Even if most of the energy goes into kinetic energy of the air, that air will lose momentum via turbulence and friction with the surrounding air, which will end up as... heat.
While spinning, the blades store a miniscule amount of kinetic energy.
After removing power even that small amount ends up as heat through friction ( both in the bearing but mostly in the air turbulence). And the blades end up in the same zero energy state: sitting still.
Most of that energy gets transfered to the air that's being moved by the blades, and who knows what that air does eventually. And we're not even talking about the plant growing light that might be sitting in my room near my house plants literally creating new life from electricity.
We do know what that air does eventually. Given no further inputs of energy, it swirls around generating friction, raising its temperature (heat!) as the currents slow down to nearly nothing.
That's not correct. For ordinary computers there is Landauer's principle, which gives a theoretical lower limit for the energy needed for computation [0].

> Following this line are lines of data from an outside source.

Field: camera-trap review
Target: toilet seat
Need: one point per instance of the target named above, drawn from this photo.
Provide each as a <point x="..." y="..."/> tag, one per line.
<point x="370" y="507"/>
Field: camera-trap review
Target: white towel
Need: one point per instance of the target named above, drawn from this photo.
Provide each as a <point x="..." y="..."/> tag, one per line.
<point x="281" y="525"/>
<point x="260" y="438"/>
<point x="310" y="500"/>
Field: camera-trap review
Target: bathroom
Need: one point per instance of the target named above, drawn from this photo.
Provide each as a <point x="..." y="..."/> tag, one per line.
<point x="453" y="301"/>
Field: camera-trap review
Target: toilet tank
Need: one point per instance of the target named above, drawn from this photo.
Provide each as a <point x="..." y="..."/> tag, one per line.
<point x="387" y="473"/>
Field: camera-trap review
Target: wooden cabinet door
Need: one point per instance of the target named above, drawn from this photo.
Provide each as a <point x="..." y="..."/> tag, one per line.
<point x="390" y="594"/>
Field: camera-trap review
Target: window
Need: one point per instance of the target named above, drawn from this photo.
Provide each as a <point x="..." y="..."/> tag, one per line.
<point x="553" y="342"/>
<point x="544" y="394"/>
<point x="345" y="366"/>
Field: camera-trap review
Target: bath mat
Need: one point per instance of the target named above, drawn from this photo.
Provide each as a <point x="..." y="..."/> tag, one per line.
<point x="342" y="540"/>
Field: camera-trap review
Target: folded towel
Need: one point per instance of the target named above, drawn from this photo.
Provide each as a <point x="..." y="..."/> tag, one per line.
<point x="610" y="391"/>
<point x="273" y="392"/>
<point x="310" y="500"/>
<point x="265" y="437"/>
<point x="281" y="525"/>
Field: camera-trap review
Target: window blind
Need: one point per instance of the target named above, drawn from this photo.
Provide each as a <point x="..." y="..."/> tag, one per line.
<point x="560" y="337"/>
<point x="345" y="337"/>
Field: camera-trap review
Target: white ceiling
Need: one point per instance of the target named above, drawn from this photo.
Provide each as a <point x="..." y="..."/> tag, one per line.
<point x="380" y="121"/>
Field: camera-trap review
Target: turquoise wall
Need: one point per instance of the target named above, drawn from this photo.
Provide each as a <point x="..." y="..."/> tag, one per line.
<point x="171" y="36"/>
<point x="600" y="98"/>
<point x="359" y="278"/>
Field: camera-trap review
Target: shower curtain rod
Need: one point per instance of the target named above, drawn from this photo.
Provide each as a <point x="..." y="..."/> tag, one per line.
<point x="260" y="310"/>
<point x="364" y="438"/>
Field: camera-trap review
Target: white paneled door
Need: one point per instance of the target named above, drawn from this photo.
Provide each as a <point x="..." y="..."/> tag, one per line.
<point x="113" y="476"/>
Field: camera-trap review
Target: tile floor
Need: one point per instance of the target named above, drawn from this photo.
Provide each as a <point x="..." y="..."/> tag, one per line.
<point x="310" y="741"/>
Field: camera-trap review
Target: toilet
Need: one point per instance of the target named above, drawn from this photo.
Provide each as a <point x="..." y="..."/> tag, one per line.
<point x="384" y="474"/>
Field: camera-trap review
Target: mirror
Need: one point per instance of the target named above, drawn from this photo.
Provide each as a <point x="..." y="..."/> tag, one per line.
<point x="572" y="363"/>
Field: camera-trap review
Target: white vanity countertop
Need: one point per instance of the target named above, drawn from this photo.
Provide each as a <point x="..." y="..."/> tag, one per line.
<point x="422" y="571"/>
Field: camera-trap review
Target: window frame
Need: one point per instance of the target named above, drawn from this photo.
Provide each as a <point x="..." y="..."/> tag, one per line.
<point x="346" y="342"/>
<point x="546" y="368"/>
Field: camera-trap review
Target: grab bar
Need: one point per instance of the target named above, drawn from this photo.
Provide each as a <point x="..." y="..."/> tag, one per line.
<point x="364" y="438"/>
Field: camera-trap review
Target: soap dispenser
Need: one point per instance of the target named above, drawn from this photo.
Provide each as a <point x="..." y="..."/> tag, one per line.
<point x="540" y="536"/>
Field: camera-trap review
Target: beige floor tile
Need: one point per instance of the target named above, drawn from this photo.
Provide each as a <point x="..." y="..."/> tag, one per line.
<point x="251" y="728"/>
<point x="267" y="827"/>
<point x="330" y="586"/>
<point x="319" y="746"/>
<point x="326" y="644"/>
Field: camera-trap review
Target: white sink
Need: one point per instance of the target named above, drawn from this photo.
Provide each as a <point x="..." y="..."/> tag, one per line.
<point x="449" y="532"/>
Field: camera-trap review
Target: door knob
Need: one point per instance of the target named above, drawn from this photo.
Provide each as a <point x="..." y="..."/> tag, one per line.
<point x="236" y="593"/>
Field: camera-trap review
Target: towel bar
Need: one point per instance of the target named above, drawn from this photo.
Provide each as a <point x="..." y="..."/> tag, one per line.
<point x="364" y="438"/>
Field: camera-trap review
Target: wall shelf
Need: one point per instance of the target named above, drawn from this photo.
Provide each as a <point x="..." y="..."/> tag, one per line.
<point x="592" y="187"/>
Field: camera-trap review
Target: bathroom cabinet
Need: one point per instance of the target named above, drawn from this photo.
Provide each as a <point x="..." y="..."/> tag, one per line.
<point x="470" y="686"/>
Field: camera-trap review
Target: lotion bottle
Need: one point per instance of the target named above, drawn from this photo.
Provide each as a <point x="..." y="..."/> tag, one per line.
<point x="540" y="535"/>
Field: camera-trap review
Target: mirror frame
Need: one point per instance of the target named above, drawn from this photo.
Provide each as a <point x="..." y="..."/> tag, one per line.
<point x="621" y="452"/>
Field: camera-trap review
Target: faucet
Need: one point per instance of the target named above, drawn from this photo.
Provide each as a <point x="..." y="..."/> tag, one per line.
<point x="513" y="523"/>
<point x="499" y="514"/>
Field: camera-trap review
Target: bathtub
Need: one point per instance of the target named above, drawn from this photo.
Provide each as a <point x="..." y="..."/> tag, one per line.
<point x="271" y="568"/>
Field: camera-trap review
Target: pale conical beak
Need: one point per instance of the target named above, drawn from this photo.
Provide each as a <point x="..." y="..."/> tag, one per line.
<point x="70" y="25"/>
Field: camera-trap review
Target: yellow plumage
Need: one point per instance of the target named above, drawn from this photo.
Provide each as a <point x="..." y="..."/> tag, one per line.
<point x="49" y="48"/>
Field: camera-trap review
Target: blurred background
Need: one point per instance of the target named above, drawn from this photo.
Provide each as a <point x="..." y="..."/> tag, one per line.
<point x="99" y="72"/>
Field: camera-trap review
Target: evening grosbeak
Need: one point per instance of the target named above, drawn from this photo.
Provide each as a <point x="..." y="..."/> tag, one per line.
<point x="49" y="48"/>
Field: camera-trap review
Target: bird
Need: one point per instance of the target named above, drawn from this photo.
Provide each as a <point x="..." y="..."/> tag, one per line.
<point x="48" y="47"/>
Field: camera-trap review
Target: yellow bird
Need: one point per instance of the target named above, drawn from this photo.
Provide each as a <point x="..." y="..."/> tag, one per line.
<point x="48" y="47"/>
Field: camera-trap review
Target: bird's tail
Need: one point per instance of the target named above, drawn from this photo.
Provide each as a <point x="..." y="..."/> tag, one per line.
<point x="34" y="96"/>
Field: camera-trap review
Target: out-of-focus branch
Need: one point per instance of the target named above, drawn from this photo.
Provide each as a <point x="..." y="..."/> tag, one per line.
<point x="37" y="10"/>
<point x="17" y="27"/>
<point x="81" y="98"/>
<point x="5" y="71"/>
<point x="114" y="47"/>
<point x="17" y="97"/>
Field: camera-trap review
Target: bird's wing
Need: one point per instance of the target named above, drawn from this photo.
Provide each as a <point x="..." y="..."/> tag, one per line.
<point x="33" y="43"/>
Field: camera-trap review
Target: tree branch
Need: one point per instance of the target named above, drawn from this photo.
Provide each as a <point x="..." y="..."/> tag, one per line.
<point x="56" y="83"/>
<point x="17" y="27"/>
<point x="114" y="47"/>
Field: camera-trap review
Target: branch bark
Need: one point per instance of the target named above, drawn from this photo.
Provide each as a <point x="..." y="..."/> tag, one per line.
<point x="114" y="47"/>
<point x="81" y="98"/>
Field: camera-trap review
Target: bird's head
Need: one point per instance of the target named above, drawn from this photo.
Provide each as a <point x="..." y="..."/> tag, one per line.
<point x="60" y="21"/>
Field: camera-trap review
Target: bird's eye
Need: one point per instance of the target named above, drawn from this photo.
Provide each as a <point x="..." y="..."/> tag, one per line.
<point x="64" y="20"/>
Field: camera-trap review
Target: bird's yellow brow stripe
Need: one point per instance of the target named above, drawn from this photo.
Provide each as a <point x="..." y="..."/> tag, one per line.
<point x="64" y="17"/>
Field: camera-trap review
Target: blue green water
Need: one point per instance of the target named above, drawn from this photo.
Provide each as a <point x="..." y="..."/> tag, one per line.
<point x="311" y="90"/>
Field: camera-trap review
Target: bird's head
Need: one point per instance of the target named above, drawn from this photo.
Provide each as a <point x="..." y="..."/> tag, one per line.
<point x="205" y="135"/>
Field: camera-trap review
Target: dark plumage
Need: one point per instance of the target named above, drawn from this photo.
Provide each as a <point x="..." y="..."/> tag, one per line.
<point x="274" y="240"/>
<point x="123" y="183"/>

I say "ordinary computers" because other comments mentioned "reversible computers" for which this limit doesn't apply.
According to the linked wikipedia page, this theoretical limit is around a billion times smaller than current computers use for an operation, so you may call me pedantic.
If you pull 100W of power out of an electric socket, you are heating your environment at 100W of power completely independent of what you use that electricity for.